By Richard Bleil
Today was beautiful. I elected to go for a drive in the Black Hills, and found it to be cathartic. I meant to run a quick errand, but honestly, my depression was getting the better of me, and frankly, when I’m depressed, driving helps, especially in the Black Hills.
The Black Hills is considered to be highly spiritual by the Native People. I tend to agree. A friend of mine contacted me very late last night, complaining of her church. Her concern is that the people in her church are too judgmental, and don’t understand her and her struggles with depression. My advice to her was that, whether one belongs to a church or not, each person has a highly personal relationship with God, and it’s important to “screen out” the voices of those who detract from that relationship. And, frankly, if somebody does not have direct personal knowledge of depression, meaning if they do not deal with it themselves, they will likely no understand.
My relationship with God is probably more Wiccan than anything else. I say this because I tend to feel closest to God when I am in a forested area, especially near running water, as in a gurgling brook. When I drive, I often speak with God, and let my mind relax. A couple of weeks ago, I tried this on a drive to an interview, and it failed miserably (well, the drive did thanks to a pot hole, or perhaps more appropriately, a pot crater). Although they did allow for a video conference interview and have been invited back for a second interview. But, driving I can let my mind wander, and my cares fade.
What is always missing on my drives, sadly, is a partner. I often wish I had somebody to explore with me, but, frankly, when I have had a companion, it seems they have been disappointing. It’s not just having somebody breathing oxygen next to me, but rather, being with a partner that feels like a partner. One of my former students shared a photograph today from a hockey game, with his wife and two (very young) children. It’s not the first time they’ve done this sort of thing; they are a fantastic couple, or so it seems on social media. No doubt they have their bad days, but his wife frequently shares photos of them together, their children, all sharing time together. But for a relationship to work, I believe the two have to really care about each other.
When you’re depressed, you don’t always want to talk. Sometimes, you need to be alone, but when you’re alone knowing that somebody is waiting for you somewhere, somebody cares, you can turn to somebody is different from being alone with nobody anywhere. It’s the difference of being alone, versus lonely. Today, I was lonely.

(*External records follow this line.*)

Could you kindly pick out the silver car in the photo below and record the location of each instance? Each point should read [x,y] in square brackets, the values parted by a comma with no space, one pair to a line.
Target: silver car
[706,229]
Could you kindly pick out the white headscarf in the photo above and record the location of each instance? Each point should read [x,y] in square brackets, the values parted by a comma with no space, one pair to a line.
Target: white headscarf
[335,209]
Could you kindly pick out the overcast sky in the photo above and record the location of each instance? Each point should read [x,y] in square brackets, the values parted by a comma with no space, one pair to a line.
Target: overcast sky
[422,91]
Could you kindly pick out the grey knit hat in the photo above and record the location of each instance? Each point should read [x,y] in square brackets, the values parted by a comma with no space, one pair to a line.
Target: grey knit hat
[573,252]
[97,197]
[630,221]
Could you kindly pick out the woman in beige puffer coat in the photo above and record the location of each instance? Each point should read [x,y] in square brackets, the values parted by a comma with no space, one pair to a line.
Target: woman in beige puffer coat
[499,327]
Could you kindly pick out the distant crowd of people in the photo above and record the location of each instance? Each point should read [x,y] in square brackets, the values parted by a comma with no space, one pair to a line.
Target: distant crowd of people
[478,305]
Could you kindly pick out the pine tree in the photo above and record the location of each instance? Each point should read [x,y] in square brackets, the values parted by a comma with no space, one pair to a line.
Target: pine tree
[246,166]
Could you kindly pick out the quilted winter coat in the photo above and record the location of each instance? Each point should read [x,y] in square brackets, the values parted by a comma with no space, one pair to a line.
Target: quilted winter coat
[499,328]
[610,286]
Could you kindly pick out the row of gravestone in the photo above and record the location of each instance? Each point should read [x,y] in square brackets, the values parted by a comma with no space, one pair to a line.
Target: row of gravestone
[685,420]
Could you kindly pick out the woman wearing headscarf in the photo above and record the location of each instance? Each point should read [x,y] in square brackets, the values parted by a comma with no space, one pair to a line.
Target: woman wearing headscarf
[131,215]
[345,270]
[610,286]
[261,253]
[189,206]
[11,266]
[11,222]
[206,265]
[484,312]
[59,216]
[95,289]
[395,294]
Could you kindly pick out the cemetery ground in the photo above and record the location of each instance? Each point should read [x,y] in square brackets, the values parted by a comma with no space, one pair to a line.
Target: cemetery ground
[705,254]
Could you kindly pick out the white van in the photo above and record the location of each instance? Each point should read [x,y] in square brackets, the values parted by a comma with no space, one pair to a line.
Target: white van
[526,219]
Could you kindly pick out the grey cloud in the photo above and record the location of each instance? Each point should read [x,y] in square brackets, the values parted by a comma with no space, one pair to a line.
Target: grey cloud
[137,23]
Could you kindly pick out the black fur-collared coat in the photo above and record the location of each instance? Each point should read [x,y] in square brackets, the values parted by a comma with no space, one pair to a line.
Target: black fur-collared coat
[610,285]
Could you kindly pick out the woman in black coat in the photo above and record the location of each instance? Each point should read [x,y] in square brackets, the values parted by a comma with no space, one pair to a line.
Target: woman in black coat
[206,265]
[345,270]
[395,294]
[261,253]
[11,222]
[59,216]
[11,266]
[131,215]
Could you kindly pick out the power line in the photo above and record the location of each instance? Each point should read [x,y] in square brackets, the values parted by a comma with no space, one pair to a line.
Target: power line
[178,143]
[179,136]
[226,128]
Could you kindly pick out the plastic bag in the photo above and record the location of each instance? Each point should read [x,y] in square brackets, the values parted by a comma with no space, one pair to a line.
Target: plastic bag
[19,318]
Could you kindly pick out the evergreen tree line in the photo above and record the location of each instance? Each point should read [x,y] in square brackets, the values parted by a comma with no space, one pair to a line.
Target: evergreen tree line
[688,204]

I was lonely last year as well. Okay, big shock, I know, but here’s the true surprise: last year, I had a girlfriend. But, I’m not convinced that she actually cared. Sadly, she was rather immature and self-involved. I think she wanted to care, but I don’t think she knew how to get beyond her own needs. There is an old song, the lyrics of which are “Two can be as bad as one, it’s the loneliest number since the number one.” She taught me what that means.
I suppose there are two lessons from today’s catharsis. First, if you are with somebody who is a partner, truly a partner, there is no way to put a value to it. I certainly don’t mean it has no value, but, rather, there is no way to assess a value. When I was six, NASA landed men on the moon. The original plan was for the astronauts to walk on July 21, 1969, but they radioed that they would not be able to sleep anyway, so they walked on July 20. My parents had bought commemorative brass coins, minted in advance, with the wrong date. I don’t know where they got them, and there seem to be no coin experts that believe it has any value, but that doesn’t mean it’s without value to me. A great relationship has value that is beyond measure, and if any of my readers are in such a relationship, I strongly urge them to express to their partner how important this relationship is, and find a way to make the partner feel special.
The second lesson is an old one, that, frankly, it’s probably better to have no relationship, than to be in a bad one. I’m a lone, and lonely, but when I was in a relationship, it added a layer of confusion and guilt. I was with a woman, and I felt bad that I still felt alone. I wondered what was wrong with me that I had a girlfriend and still felt alone. In fact, as I reflect on it, the fault was not with me. Let’s be fair, it may not have been with her either; chances are we just were not compatible, but nonetheless, I was still alone.